Эй ты, поэт, невольник чести…

Я посмотрел на Двуносого, он пребывал все в том же отсутствующем состоянии, но теперь с отвисшей челюстью и отвлеченной улыбкой. Он словно бы застыл в созерцании чего-то необыкновенного, поражающего воображение. «Наверное, он ошарашен процентами от сделки, в которую втравил нас обоих», подумал я со злым ехидством, и мне захотелось сказать ему: «Что, Феофилактович, яйца ишо не отморозил?!» Но вместо этого я сел на табуретку, которую только что занимал Толя Крез, и, достав карандаш (ручки у меня не было), прямо на папке записал первую строку обращения одного поэта к другому. Конечно, я сразу понял, почему Толя уступил свое место. Сидя лицом к стойке бара, у которой приспешники попивали пиво, я находился под их наблюдением. А сам Толя постучал по часам (засек время) и, увлекая за руку ничего не понимающего Двуносого, вышел с ним на улицу. Они один за другим очень быстро прошли мимо окошка. Куда они, почему они, что они?.. — меня это не интересовало. Как не интересовали приспешники и Тутатхамон, все это время находившиеся в тени, а теперь громогласно обсуждающие, кто я, что я и зачем. Для меня было главным — поэт я или чесоточник? Я и думать не думал о торговле стихами. Но не зря тот день (пятое апреля) был воскресеньем, а в воскресенье я почему-то всегда бываю в выигрыше.

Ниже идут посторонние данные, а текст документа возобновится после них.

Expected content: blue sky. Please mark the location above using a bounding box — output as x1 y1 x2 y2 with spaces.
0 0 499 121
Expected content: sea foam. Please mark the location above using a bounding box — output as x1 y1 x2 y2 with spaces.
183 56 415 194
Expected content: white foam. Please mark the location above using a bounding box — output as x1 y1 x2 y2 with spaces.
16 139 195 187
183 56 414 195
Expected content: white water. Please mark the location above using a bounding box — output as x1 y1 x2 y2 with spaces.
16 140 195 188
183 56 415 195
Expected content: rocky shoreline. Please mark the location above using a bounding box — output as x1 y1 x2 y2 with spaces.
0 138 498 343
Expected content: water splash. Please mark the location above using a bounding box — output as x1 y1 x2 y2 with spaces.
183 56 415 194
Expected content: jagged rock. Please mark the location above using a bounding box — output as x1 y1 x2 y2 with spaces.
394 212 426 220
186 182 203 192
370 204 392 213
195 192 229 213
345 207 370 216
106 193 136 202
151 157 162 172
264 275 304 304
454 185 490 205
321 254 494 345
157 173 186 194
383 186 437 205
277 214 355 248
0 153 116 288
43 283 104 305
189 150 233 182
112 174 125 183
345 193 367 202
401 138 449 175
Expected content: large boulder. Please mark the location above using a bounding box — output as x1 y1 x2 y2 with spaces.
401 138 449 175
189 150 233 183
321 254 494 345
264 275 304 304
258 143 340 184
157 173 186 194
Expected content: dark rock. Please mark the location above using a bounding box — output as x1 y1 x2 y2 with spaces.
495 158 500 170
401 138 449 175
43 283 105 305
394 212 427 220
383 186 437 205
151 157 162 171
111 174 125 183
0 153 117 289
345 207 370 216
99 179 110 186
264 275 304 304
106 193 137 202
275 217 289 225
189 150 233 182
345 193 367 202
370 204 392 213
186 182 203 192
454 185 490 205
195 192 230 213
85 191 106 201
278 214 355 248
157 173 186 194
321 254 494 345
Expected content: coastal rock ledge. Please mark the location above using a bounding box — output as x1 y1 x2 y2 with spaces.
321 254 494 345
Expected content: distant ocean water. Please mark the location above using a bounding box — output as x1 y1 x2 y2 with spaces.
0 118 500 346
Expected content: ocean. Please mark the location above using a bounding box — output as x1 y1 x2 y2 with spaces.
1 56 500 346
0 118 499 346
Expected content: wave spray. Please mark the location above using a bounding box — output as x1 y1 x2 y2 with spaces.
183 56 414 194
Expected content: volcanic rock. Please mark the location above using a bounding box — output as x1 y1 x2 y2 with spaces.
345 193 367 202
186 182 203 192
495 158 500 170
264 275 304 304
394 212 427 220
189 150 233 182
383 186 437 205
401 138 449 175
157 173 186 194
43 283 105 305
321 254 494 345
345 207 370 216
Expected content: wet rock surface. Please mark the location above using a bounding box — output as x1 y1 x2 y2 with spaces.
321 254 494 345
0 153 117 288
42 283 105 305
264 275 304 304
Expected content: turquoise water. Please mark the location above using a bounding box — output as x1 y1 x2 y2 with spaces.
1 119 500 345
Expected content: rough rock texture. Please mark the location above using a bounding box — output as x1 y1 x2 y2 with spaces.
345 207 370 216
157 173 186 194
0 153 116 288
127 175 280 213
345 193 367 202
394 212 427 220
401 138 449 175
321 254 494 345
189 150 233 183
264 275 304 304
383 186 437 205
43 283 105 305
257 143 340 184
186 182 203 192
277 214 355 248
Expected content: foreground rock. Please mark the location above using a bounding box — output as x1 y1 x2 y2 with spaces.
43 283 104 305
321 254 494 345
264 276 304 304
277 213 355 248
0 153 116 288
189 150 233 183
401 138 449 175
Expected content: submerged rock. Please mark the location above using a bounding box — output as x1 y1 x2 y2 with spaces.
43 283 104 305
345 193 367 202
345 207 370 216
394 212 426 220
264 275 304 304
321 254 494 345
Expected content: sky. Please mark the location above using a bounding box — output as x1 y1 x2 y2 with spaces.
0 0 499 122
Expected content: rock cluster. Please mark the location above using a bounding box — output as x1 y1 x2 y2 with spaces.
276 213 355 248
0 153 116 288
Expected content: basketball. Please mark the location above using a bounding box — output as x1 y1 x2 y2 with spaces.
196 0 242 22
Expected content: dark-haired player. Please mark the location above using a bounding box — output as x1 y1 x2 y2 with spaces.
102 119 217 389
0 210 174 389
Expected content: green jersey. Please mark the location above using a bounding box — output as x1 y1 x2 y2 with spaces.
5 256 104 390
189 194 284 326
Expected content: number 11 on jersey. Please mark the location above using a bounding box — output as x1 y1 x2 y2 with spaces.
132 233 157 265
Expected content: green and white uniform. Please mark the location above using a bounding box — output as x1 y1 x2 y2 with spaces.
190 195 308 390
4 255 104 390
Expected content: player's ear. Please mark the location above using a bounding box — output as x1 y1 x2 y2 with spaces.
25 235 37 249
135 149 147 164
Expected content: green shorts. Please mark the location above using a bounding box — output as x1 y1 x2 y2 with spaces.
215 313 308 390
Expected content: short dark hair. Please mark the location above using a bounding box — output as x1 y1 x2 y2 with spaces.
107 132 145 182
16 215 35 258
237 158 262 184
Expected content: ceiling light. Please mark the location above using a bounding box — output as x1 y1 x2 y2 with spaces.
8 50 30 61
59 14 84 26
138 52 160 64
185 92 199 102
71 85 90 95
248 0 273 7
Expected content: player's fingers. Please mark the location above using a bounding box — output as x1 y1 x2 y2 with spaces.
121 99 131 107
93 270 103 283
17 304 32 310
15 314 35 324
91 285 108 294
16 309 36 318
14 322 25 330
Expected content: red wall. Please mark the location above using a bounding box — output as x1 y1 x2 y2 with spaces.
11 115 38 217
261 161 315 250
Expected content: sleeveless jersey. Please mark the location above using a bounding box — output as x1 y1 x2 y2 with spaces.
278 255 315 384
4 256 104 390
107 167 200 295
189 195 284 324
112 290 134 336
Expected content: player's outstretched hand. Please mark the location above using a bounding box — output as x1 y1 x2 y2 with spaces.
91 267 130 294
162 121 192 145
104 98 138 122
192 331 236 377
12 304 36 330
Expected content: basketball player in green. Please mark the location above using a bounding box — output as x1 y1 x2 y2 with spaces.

Тридцать минут пролетели мгновенно. Я это понял по возвращающимся шагам за окошком: бегущим — Двуносого и размеренно-широким — Толи Креза. Конечно, было обидно, только что настроился на настоящее, серьезное стихотворение увы, время истекло. Не знаю, что бы я делал, если бы не учился в Литинституте. Будучи студентом, я прошел столько «состязаний в Блуа», что в некотором роде овладел выигрышной техникой подобных состязаний.

Первое, с чего в них следовало начинать, — с задела. То есть в первые же пять минут следовало полностью выполнить заказ — сочинить необходимый опус, нисколько не заботясь о его качестве. И только потом, когда есть задел, можно попытаться сочинять что-то другое, по-настоящему серьезное.

У меня «потом» не было — тридцать минут пролетели мгновенно. Как говорится, только-только настроился — шаги… Вначале Двуносый заскочил в киоск, а следом и Толя Крез.

— Все-все, время вышло! — Красноречиво постучал пальцем по часам. — Ну как?! — Это уже к своим приспешникам.

Судя по их замешательству, время, отпущенное на стихотворение, не вышло, но я не стал уточнять… Зная, что в подобных ситуациях более самих стихов ценятся уверенность в себе, умение преподнести любой текст как факт божественного откровения, я несколько раз про себя прочел свой опус и сейчас же принял позу пророка, исключающего все мирское и преходящее. Я предчувствовал, что моя поза будет воспринята окружающими как хитрость утопающего. Тем более что и ответы приспешников настраивали на это. Один из них прямо сказал: «Если этот Митя — поэт, то я — Папа Римский».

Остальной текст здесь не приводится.